82325

What's up with gcc weird stack manipulation when it wants extra stack alignment?

Question:

I've seen this r10 weirdness a few times, so let's see if anyone knows what's up.

Take this simple function:

#define SZ 4 void sink(uint64_t *p); void andpop(const uint64_t* a) { uint64_t result[SZ]; for (unsigned i = 0; i < SZ; i++) { result[i] = a[i] + 1; } sink(result); }

It just adds 1 to each of the 4 64-bit elements of the passed-in array and stores it in a local and calls sink() on the result (to avoid the whole function being optimized away).

Here's the <a href="https://godbolt.org/g/2qAttE" rel="nofollow">corresponding</a> assembly:

andpop(unsigned long const*): lea r10, [rsp+8] and rsp, -32 push QWORD PTR [r10-8] push rbp mov rbp, rsp push r10 sub rsp, 40 vmovdqa ymm0, YMMWORD PTR .LC0[rip] vpaddq ymm0, ymm0, YMMWORD PTR [rdi] lea rdi, [rbp-48] vmovdqa YMMWORD PTR [rbp-48], ymm0 vzeroupper call sink(unsigned long*) add rsp, 40 pop r10 pop rbp lea rsp, [r10-8] ret

It's hard to understand almost everything that is going on with r10. First, r10 is set to point to rsp + 8, then push QWORD PTR [r10-8], which as far as I can tell pushes a copy of the return address on the stack. Following that, rbp is set up as normal and then finally r10 itself is pushed.

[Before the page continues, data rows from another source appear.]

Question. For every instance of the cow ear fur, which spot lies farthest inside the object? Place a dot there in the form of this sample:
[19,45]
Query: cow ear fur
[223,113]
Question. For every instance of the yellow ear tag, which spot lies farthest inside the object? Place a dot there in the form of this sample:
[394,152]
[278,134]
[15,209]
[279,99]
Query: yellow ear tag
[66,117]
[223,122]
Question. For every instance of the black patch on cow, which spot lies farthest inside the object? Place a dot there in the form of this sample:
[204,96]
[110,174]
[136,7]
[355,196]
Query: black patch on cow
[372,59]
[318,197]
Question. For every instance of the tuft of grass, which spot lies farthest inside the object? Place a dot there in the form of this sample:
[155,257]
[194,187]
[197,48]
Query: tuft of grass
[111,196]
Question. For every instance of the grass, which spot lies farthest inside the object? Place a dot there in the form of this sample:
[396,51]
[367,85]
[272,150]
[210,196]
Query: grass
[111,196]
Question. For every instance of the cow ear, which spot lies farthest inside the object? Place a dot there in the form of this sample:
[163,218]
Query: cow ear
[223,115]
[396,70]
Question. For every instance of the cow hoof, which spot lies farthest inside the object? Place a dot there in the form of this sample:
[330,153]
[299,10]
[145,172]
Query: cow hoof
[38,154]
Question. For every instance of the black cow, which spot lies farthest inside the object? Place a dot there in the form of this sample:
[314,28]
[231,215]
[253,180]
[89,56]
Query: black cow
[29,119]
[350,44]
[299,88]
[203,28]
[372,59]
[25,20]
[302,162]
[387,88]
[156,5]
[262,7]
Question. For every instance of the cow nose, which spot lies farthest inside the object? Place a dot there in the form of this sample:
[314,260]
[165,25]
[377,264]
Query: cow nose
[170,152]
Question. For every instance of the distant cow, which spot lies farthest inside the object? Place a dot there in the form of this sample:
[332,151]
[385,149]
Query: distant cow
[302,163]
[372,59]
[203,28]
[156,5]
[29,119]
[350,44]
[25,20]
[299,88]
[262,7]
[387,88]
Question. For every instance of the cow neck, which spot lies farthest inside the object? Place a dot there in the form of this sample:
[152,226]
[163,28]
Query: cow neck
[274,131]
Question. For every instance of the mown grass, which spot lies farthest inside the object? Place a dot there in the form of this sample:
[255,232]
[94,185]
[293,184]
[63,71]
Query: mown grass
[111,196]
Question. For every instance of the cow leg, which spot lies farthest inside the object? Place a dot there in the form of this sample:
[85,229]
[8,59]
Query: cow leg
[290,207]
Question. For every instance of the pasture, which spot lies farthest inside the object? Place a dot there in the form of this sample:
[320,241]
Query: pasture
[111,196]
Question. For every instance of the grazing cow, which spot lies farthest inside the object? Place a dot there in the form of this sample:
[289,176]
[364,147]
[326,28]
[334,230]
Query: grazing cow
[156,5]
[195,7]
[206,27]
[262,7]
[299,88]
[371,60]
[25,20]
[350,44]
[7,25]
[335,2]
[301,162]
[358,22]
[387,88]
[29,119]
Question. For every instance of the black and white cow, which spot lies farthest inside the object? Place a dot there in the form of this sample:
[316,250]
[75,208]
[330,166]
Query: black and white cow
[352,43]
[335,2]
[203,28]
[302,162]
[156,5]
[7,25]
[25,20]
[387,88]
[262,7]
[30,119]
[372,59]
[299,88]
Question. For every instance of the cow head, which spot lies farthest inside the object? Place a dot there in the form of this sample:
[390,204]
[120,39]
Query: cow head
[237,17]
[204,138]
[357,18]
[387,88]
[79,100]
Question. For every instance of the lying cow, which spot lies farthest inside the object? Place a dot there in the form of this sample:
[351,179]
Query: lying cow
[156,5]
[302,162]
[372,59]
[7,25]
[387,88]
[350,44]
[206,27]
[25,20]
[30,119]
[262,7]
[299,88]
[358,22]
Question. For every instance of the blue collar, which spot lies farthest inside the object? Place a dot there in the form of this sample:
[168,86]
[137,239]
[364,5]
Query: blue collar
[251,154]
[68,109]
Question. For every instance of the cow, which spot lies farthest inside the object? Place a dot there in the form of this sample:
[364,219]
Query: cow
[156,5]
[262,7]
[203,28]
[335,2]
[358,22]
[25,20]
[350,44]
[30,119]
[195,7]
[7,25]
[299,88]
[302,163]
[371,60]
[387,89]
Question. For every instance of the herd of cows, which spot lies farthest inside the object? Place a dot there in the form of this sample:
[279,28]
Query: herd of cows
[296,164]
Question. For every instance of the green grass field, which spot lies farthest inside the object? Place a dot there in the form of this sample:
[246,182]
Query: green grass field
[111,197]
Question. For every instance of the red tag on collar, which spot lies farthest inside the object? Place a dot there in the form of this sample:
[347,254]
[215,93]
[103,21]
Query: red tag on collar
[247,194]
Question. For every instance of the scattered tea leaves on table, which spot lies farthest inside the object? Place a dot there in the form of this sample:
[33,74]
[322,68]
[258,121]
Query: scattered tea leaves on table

To unwind all this, r10 is popped off of the stack and used to restore rsp to its original value.

Some observations:

<ul><li>Looking at the entire function, all of this seems like a totally roundabout way of simply restoring rsp to it's original value before ret - but the usual epilog of mov rsp, rpb would do just as well (see clang)!</li> <li>That said, the (expensive) push QWORD PTR [r10-8] doesn't even help in that mission: this value (the return address?) is apparently never used.</li> <li>Why is r10 pushed and popped at all? The value isn't clobbered in the very small function body and there is no register pressure.</li> </ul>

What's up with that? I've seen it several times before, and it usually wants to use r10, sometimes r13. It seems likely that has something to do with aligning the stack to 32 bytes, since if you change SZ to be less than 4 it uses xmm ops and the issue disappears.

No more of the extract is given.